SQL Join is changing values of my existing column-CodePudding

I'm attempting to use SQL to pull data from a database into a Jupyter (python) notebook and work with it there. I have a query that pulls the yearweek of flight's upload date, and counts the number of flights in that yearweek. Finally, it groups the results by the yearweek of upload date:

SELECT YEARWEEK(d.upload_date), COUNT(f.id)
FROM apps_flight f
LEFT JOIN apps_enginedatafile d ON d.id=f.import_file_id
WHERE f.global_duplicate = 0
GROUP BY YEARWEEK(d.upload_date)

I want to count number of subscribers (located in another table) from each yearweek to compare them to count of flights. So I'm trying to join said table by adding:

LEFT JOIN apps_subscription s ON s.basesubscription_ptr_id = f.id

But, when I do this, the counts of my flight values change! The first few counts for the original query look like:

[327, 605, 78, 5768, 9716, 9686, 7902, 3699, 3323, 6081, 4966, 3456, 3181, 2749, 4577, 3157, 1792, 1806, ...]

After joining the table, it becomes:

[327, 738, 78, 8854, 17418, 16156, 13921, 7536, 5380, 10040, 7559, 5461, 6323, 6412, 6702, 5433, 2924, ...]

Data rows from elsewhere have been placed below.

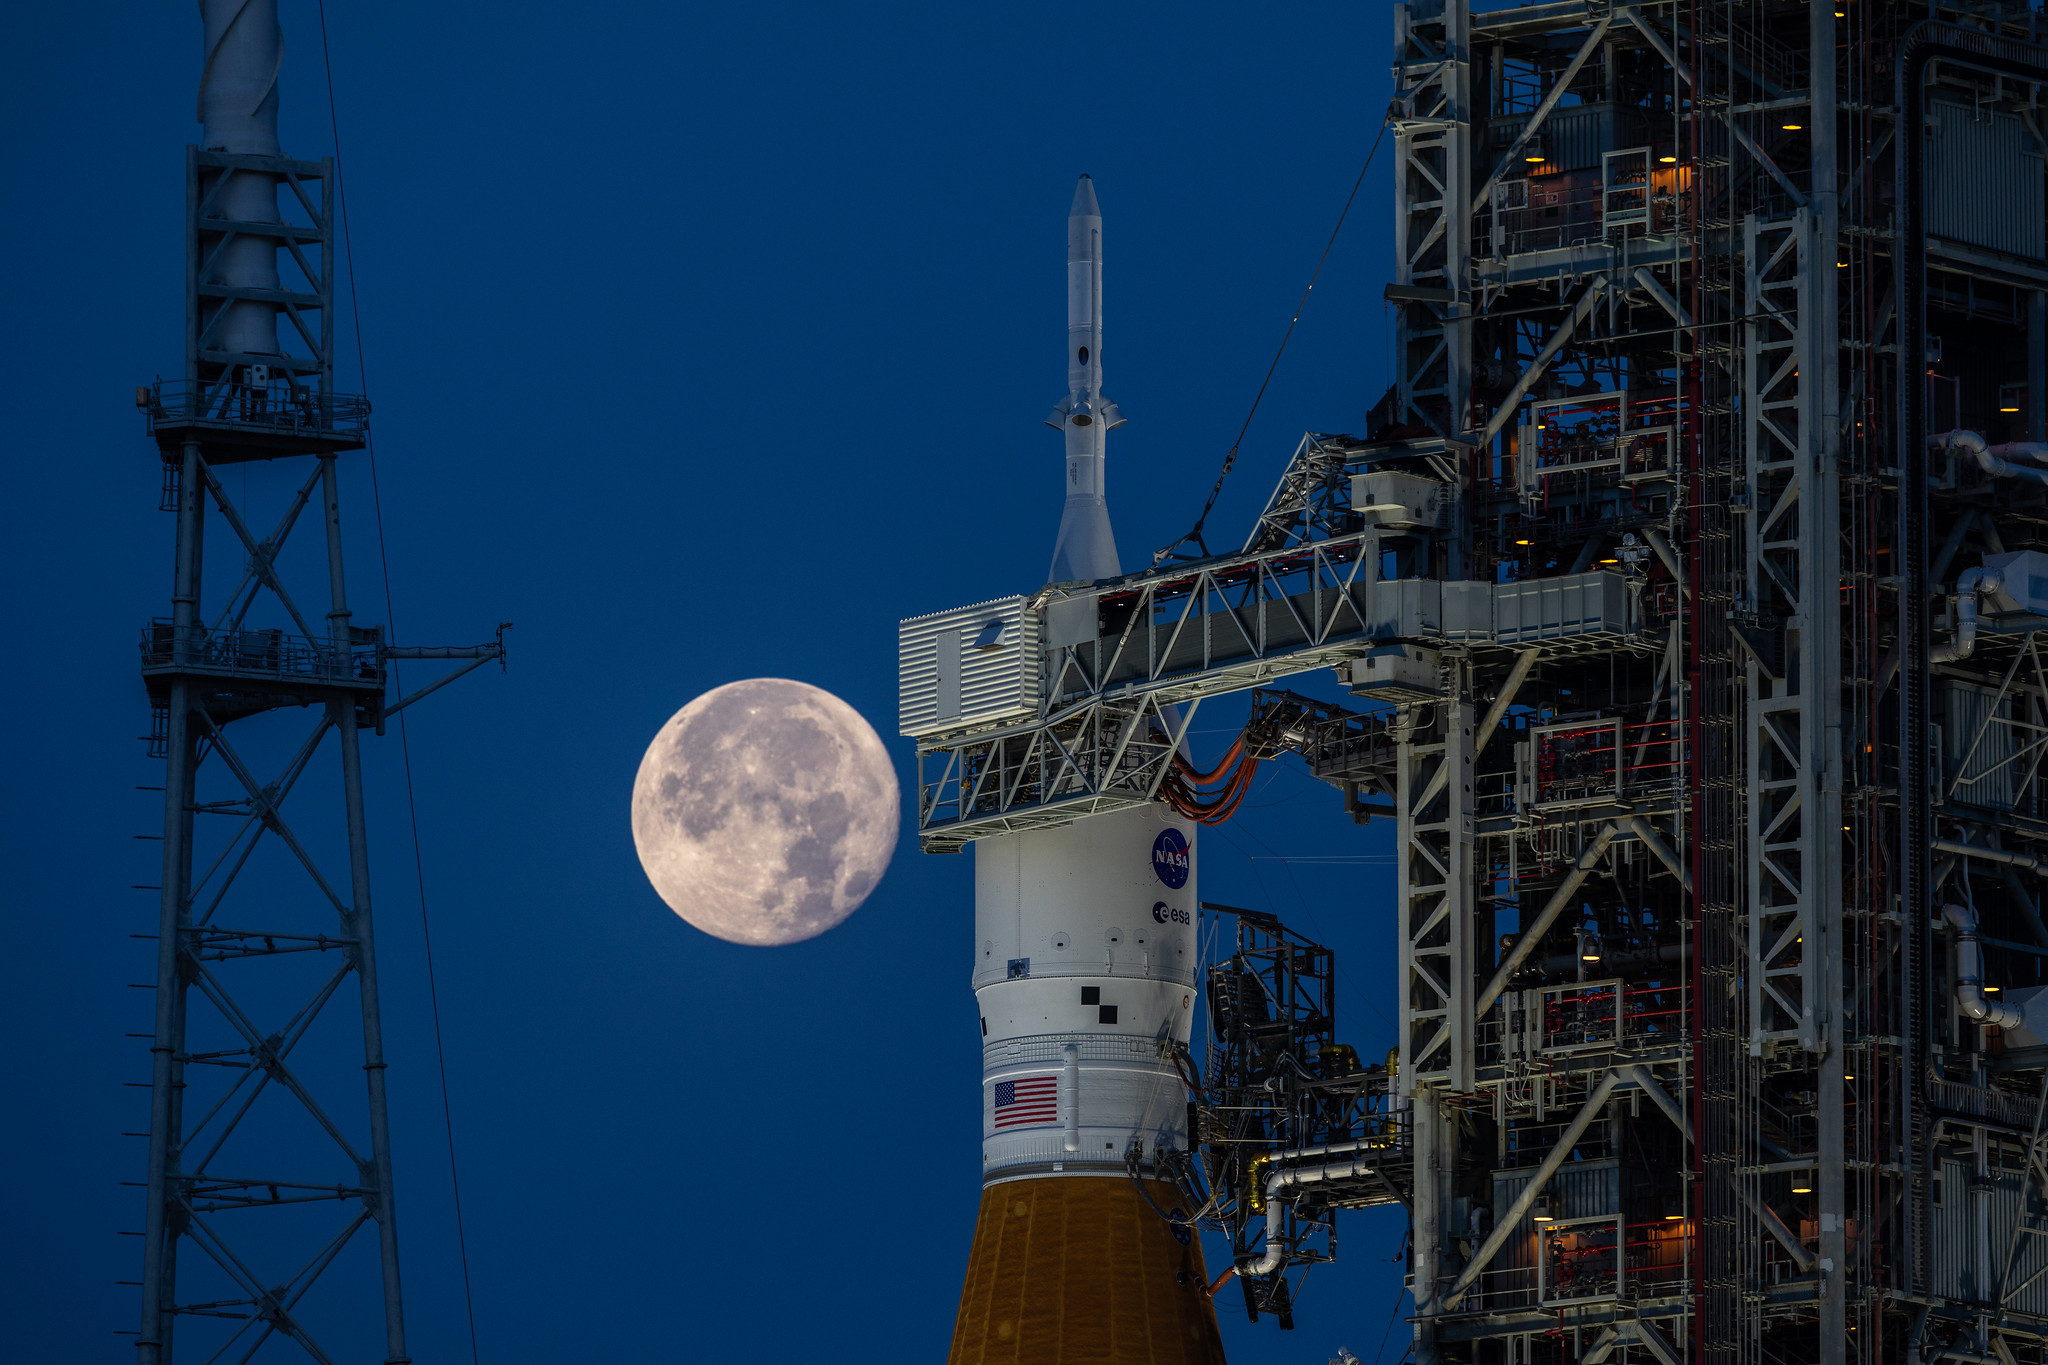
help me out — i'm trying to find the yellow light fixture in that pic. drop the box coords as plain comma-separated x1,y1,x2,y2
2003,405,2022,413
1525,152,1547,163
1986,984,2003,993
1659,154,1678,163
1783,122,1804,131
1791,1183,1814,1194
1582,950,1603,961
1664,1212,1686,1221
1843,1073,1855,1080
1533,1197,1557,1223
1515,539,1532,546
1599,558,1620,565
1837,261,1849,268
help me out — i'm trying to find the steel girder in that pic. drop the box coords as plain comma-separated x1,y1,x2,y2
913,532,1384,851
1394,0,1473,440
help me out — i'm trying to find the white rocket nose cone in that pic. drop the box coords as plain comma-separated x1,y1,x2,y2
1070,174,1100,218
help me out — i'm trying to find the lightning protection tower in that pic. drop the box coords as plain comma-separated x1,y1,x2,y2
130,5,503,1361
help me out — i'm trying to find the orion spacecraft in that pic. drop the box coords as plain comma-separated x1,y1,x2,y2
918,178,1229,1365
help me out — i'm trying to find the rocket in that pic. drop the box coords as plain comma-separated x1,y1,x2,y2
948,178,1227,1365
1046,174,1124,585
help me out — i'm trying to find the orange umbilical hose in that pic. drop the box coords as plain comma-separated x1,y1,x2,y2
1173,735,1246,786
1160,731,1261,825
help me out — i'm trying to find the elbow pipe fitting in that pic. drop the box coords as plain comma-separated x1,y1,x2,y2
1239,1173,1288,1278
1931,564,2002,663
1236,1155,1380,1278
1936,429,2048,485
1943,903,2025,1029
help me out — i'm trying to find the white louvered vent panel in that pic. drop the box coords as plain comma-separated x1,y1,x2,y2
898,596,1041,738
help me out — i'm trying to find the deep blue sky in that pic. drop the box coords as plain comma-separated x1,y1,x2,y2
2,4,1409,1361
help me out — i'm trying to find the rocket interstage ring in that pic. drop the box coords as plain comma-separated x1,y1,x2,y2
980,1031,1192,1182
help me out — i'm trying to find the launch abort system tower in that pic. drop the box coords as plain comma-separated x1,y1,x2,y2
904,2,2048,1362
131,5,501,1360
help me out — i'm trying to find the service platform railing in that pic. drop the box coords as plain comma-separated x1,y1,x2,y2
139,621,384,691
141,377,370,447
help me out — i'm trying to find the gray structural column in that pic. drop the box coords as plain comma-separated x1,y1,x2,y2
1398,682,1477,1093
1807,9,1848,1353
321,456,410,1364
138,441,204,1365
1392,0,1472,443
1398,664,1474,1365
1409,1090,1455,1365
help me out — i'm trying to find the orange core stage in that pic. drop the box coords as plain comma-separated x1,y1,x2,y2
949,1176,1228,1365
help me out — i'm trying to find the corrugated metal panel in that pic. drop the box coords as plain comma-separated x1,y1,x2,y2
1931,1155,2048,1313
1493,572,1630,644
1943,679,2021,811
2010,1173,2048,1318
1368,579,1442,639
899,596,1040,737
1442,582,1495,641
1929,99,2046,260
1488,1160,1619,1280
1490,103,1651,172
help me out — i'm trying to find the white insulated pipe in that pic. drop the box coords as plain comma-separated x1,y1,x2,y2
1933,838,2048,877
1931,565,2001,664
1943,903,2025,1028
1238,1153,1382,1277
1062,1043,1081,1153
199,0,284,361
1937,429,2048,485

I'm not sure what's happening here. Perhaps the join is creating duplicate rows? The data set is very large, and takes about 30 minutes to run the query. Adding a LIMIT doesn't seem to speed it up, so as you can imagine, testing takes a little while. (If I'm oblivious to another way to speed up the query aside from a LIMIT, feel free to make me aware)!

Thanks for any info.

CodePudding user response：

Simply join two aggregate count queries. Below assumes same structure including columns names. (Adjust upload_date to actual date/time column in apps_subscription.)

WITH agg_flights AS (
    SELECT YEARWEEK(d.upload_date) AS year_week, 
           COUNT(f.id) AS flight_counts
    FROM apps_flight f
    LEFT JOIN apps_enginedatafile d  
         ON d.id = f.import_file_id
    WHERE f.global_duplicate = 0
    GROUP BY YEARWEEK(d.upload_date)
), agg_subs AS (
    SELECT YEARWEEK(s.upload_date) AS year_week,  -- ADJUST date/time variable
           COUNT(f.id) AS subscriber_counts
    FROM apps_flight f
    LEFT JOIN apps_subscription s 
         ON s.basesubscription_ptr_id = f.id
    WHERE f.global_duplicate = 0
    GROUP BY YEARWEEK(s.upload_date)              -- ADJUST date/time variable
)

SELECT f.year_week, 
       f.flight_counts,
       s.subscriber_counts
FROM agg_flights f
INNER JOIN agg_subs s
  ON f.year_week = s.year_week

CodePudding user response：

Joins create combined rows of all the tables joined. So your join between f and d will have multiple rows (before the group by) for a single flight if that flight has more than one import_file_id value, and the join on s will add multiple rows if a flight has more than one subscription. And COUNT operates on the result of the joins, not on the f table before the join.

In this case, the easy fix is to just use COUNT(DISTINCT f.id) instead of COUNT(f.id), so each flight is only counted once per yearweek.